The men’s friendship sets off a chain of events that end – midway through episode one – in a key character ending up dead. The pair attempting to unravel what happened are detectives Donoghue Homer (a fantastically drole Richard Jenkins) and Jodie Plumb (a delightfully deadpan Joy Sunday).

It’s when Donoghue and Jodie are introduced that the quirkier, absurd side to this series comes to the fore. DTF St Louis takes place in a universe that’s a little askew. Plenty is recognisable: brand names are mentioned which signify bland ubiquitousness, like Jamba Juice, Purina, and Outback Steakhouse. 

But then there are the odd moments, like how the police station is a cold, brutalist building. A key conversation between Donoghue and a witness takes place with them both sitting awkwardly on concrete plinths. The dressing room where the body is found is at the Kevin Kline Community Pool, which also raises a chuckle.

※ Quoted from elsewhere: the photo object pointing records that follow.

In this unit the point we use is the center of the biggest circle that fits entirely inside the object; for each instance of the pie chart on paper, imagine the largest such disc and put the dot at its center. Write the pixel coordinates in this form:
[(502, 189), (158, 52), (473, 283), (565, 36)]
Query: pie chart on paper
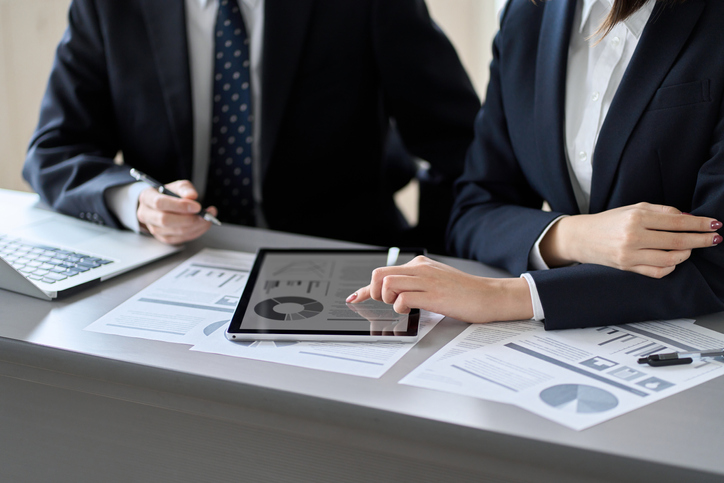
[(579, 398)]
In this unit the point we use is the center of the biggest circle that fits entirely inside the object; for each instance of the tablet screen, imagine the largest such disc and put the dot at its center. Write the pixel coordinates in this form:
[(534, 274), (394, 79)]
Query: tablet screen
[(300, 294)]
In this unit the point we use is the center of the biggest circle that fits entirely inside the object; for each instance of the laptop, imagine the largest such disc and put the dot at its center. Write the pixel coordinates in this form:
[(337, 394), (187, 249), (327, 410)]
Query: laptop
[(45, 254)]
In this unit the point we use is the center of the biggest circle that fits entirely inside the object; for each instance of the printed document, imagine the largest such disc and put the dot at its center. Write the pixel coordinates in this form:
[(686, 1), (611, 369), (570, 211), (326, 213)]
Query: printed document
[(578, 378), (194, 299)]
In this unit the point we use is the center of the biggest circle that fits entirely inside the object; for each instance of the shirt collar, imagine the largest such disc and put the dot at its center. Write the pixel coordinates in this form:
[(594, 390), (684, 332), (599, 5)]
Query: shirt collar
[(250, 3), (635, 23)]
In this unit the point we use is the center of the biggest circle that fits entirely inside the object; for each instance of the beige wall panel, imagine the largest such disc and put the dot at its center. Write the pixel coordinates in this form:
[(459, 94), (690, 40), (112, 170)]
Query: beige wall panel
[(29, 33), (470, 25)]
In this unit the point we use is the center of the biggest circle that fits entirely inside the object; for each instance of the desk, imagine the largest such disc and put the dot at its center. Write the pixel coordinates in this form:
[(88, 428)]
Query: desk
[(82, 406)]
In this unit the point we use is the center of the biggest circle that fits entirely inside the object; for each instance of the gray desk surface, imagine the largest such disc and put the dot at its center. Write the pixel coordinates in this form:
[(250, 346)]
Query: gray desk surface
[(58, 372)]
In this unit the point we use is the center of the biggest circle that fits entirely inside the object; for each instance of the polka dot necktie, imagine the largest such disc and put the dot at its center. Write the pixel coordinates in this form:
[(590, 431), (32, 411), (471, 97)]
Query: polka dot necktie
[(229, 185)]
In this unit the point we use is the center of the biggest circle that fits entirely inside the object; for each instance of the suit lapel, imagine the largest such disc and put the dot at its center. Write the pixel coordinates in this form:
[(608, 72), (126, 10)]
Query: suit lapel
[(661, 42), (285, 26), (166, 27), (549, 106)]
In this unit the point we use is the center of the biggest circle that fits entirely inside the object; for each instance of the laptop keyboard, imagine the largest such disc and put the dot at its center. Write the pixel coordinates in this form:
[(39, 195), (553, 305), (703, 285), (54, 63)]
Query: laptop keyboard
[(45, 263)]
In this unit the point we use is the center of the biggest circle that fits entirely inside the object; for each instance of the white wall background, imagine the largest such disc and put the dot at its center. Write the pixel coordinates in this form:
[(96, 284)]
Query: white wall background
[(30, 30)]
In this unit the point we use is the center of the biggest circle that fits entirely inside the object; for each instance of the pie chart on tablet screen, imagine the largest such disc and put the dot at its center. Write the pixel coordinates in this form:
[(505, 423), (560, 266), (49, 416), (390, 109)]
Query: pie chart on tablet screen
[(289, 308)]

The series takes familiar images and ideas around middle-age, marriage and suburbia and wrings them out, asking to what lengths Clark and the Smerniches will go to inject some excitement into their lives.

Flashbacks

The mystery unfolds at a relatively slow pace, perhaps mirroring the slow dawning on Floyd and Clark that their friendship is opening a door into a dark period of their lives.  

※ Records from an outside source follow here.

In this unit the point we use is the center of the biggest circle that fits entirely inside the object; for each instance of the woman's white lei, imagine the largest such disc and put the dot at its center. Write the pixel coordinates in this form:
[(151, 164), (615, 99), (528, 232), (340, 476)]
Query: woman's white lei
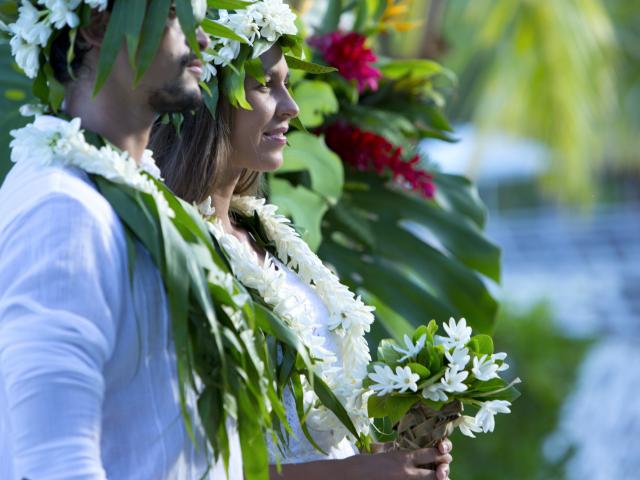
[(350, 318), (53, 141), (265, 19), (37, 21)]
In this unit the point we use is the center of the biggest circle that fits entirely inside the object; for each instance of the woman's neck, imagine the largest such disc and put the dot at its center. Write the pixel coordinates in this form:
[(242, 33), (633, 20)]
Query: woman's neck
[(221, 200)]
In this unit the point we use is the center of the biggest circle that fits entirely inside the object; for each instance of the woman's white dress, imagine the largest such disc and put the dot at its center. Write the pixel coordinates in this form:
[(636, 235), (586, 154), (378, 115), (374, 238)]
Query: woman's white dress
[(300, 449)]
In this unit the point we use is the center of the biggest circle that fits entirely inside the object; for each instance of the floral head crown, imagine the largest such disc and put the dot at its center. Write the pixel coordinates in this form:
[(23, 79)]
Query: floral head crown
[(38, 23), (256, 27)]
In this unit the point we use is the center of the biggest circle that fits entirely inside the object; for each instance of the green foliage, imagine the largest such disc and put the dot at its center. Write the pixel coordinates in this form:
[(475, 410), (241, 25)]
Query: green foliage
[(547, 361), (14, 87), (553, 66)]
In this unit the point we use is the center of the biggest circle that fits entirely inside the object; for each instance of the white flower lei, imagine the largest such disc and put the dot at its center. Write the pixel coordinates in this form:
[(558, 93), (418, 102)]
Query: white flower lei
[(264, 19), (349, 317), (53, 141)]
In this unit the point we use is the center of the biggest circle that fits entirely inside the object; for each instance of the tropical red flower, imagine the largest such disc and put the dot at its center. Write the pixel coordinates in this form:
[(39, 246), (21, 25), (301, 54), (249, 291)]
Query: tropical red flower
[(368, 151), (347, 53)]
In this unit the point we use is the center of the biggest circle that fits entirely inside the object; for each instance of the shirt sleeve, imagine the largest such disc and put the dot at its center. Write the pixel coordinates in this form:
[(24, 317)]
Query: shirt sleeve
[(62, 273)]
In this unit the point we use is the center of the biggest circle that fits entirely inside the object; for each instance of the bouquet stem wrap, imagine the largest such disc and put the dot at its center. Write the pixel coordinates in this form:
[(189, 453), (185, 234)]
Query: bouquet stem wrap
[(423, 427)]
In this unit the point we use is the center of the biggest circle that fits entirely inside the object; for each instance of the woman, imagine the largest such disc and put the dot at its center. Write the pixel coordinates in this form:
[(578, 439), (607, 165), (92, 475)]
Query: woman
[(223, 157)]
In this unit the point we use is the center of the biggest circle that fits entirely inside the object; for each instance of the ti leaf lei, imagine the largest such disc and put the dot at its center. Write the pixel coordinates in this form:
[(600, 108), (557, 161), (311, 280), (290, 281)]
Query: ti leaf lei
[(318, 404), (220, 336)]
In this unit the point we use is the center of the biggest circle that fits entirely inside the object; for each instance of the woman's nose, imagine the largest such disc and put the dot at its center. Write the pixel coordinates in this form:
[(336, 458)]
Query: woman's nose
[(289, 108), (203, 39)]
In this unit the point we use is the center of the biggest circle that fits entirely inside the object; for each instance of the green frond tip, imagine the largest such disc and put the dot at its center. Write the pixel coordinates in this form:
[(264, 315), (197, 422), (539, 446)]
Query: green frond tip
[(309, 67)]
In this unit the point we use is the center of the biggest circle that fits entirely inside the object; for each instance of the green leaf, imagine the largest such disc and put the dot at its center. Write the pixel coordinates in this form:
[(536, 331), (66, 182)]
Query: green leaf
[(419, 369), (329, 400), (314, 68), (316, 100), (228, 4), (152, 30), (387, 354), (298, 394), (331, 18), (255, 69), (481, 345), (133, 27), (394, 407), (303, 205), (215, 29), (309, 152), (184, 10), (112, 42), (413, 67)]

What led up to the killing unravels in flashback. Innuendo-laden conversations between Carol and Clark provide some light relief; episode two reveals that Clark’s sexual desires combine eroticism with (literally) crushing domesticism.

None of this trio are exactly how they present themselves to others, and DTF St Louis gently reveals exactly how they’ve been fooling each other, and us.

If you’re seeking a soapy, straightforward thriller, then DTF St Louis isn’t that.

But if you’re into a series which gives its characters a lot of complicated emotions to chew on, and which takes joy in spotlighting the hidden desires of seemingly ‘normal’ couples, then there’s a huge amount to enjoy in this quirky, blackly comic thriller. 

DTF St Louis is available to watch on Sky and NOW.